When I was younger, I didn’t think much about the word “gratitude.” It just seemed like one of those things adults talked about. But after everything I’ve been through, I’ve learned how important it really is.

My parents used to be happy together. We had fun family nights, road trips, and lots of laughter. But then, things started to change. Arguments became more common, and the happy moments felt fewer and farther between. One day, they sat me down and said they were getting a divorce. I didn’t really understand why everything had to fall apart. I just knew my family would never be the same.

As I was still trying to adjust to that new reality, something even harder happened: my dad passed away. It didn’t seem real. It felt like a terrible dream I couldn’t wake up from. I missed him so much. I still do. I miss the way he’d sing around the house, how he helped me with little things, and how safe I felt when he was around. Losing him made everything feel dark.

But even in all that sadness, something surprising started to happen. I began noticing the little things more. A hug from my mom when I was having a bad day. My stuffed animals keeping me company at night. Sunny, my lemon cow Squishmallow, became a bright spot when I needed comfort most. Perkins, my old stuffed dog, reminded me of memories with my dad and made me feel like a part of him was still with me.

Gratitude didn’t come all at once. It came slowly. I started writing down one good thing every day, no matter how small.

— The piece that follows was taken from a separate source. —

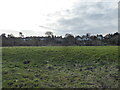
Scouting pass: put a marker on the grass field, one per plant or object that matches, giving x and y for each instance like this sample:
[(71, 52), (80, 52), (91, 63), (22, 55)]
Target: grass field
[(60, 67)]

A funny joke at lunch. A pretty sunset. A song that made me smile. Over time, I realized that being thankful helped me heal. It didn’t erase the pain, but it gave me strength.

Even though my life changed in ways I never expected, gratitude helped me see things differently. Instead of only focusing on what I lost, I also began to see what I still had—and all the love still around me.

I’m still learning, still growing, and still holding on to hope.